Japs saß in der Klasse, zog dauernd den Naseninhalt hoch und übersetzte dabei mit störrischer Hartnäckigkeit ein Gedicht Chamissos aus dem Deutschen ins Russische. Das war eine mühselige Arbeit. Aber er hatte sich die Finger in die Ohren gebohrt und brabbelte unermüdlich die widerspenstigen Verszeilen in allen erdenklichen Variationen vor sich hin:

In meinen Traumen, leicht und wunderbar…
In meinen leichten, wunderbaren Träumen…
In meinen Träumen, wunderbar und leicht…
In meinen wunderbaren, leichten Träumen…

Und so weiter und so fort, bis sich die Zeile anständig anhörte und aufgeschrieben war.

Zigeuner starrte eine Weile gähnend zur Decke empor, verließ dann den Raum, griff sich einen Knirps aus der unteren Abteilung, führte ihn in die Klasse, band ihm einen Strick ums Bein und grinste mit verkniffenen Augen.

„Los, Möpschen, tanze!“ befahl er.

Das „Möpschen“ versuchte, an Zigeuners Barmherzigkeit zu appellieren.

„Au, Zigeuner!“ jammerte es, „mein Bein tut mir so weh!“ Doch Zigeuner lachte nur. „Das macht nichts, Möpschen! Tanze!“

In der Ecke stand der erst kürzlich eingetroffene Bober hinter der Tafel und übte sich im Singen. Er grölte die Schlager, die er irgendwo im Kino gehört hatte, und begleitete sich mit dröhnenden Trommelwirbeln, die er mit den Fäusten auf der Wandtafel vollführte.

Hei, hei, Petrograd!
Allerschönstes Petrograd!
Petro-Petro-Petrograd!
Wunderbare Stadt!

Die Tafel knarrte und krachte in allen Fugen.
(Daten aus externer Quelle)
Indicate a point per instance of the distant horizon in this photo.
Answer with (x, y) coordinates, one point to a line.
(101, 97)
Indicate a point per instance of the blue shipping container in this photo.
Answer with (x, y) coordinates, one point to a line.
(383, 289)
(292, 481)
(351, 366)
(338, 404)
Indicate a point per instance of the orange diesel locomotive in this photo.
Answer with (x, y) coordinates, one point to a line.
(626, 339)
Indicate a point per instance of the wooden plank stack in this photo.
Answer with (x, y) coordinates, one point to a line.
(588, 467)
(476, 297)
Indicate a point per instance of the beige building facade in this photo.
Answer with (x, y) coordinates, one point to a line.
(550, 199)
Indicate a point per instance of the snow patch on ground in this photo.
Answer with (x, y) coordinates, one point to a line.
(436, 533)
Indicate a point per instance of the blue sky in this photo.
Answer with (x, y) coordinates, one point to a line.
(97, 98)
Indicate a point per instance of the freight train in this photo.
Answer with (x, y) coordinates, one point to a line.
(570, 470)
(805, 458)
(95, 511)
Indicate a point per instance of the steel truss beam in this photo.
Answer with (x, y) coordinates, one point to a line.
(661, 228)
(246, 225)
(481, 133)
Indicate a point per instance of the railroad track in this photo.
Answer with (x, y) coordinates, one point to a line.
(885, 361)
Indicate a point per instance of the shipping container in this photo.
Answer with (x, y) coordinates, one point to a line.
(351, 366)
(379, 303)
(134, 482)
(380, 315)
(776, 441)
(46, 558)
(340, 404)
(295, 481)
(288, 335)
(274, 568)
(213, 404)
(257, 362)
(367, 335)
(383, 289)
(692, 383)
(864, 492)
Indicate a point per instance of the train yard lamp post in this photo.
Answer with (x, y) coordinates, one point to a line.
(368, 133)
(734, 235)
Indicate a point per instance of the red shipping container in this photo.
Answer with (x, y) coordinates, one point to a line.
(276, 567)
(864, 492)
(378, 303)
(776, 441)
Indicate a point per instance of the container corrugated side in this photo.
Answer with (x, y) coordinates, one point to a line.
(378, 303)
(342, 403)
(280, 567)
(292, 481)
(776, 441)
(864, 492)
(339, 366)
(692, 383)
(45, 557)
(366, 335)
Jankel saß an seinem Platz und zeichnete ein Pferd. Als er keine Lust mehr hatte, starrte er die gegenüberliegende Wand an und murmelte gedankenlos in deutscher Sprache vor sich hin: „Der Kater geht nach Hause. Der Kater geht nach Hause.“

Er haßte die deutsche Sprache, und das war der einzige Satz, den er konnte und vorbildlich aussprach. Er operierte damit in allen Stunden, die Elanljum gab.

Daneben hockten der einäugige Mamachen, Brotkanten, Kossar und Goga zusammen.

Sie waren in das Bindfadenspiel vertieft.

Sie hatten sich einen Bindfaden über die Finger gespannt, nahmen ihn sich gegenseitig ab, bildeten daraus kunstreiche Figuren und entwirrten sie wieder mühevoll.

Plötzlich spitzten alle, die in der Klasse saßen, lauschend die Ohren. Im oberen Stockwerk war etwas los. Dutzende von Füßen trampelten über ihren Köpfen. Die Wände ächzten, Kalk rieselte von der Decke. „Sie haben eine Ratte gefangen!“ schrie Mamachen erfreut. „Eine Ratte!“ fielen die anderen ein und rannten nach oben. Im Saal herrschte ein wildes Durcheinander.

In der Mitte wirbelte Spatz herum. Er hielt den langen Strick fest, an dessen Ende eine große graue Ratte zuckte. An den Wänden drängten sich die Schkider.

„Jetzt laß ich sie laufen, und ihr müßt sie fangen!“ kommandierte Spatz.

Er bückte sich flink und schnitt dicht über dem Hals der Ratte den Strick durch.

Ein Triumphgeheul brach los.

Von dem fürchterlichen Lärm betäubt, raste die Ratte durch den Saal, aber sie fand kein Versteck.

Johlend und kreischend setzten ihr die Schkider zwischen den Bänken nach, um sie zu zertrampeln. „Hohoho! Fang sie!“ „Hinei-i-in!“

„Haut sie!“

„Drauf treten!“

Der Saal erbebte bei dem Gestampf und Gebrüll. Leise klirrten die Scheiben in den hohen Schulfenstern. „He-he-he-he! Fang sie! Fang sie!“ „Von links ran!“„Mit dem Fuß! Mit dem Fuß!“

„Los!“

Die Saaltüreii waren fest geschlossen, die Löcher verstopft. Jeder Rückzugsweg war dem grauen Vieh abgeschnitten. Vergebens bohrte es die spitze Nase in die Ecken. Überall nichts als Wände. Mamachen fühlte sich als Held des Tages. Er schnitt der gehetzten Ratte den Weg ab und setzte ihrem Leben mit einem energischen Fußtritt ein Ende.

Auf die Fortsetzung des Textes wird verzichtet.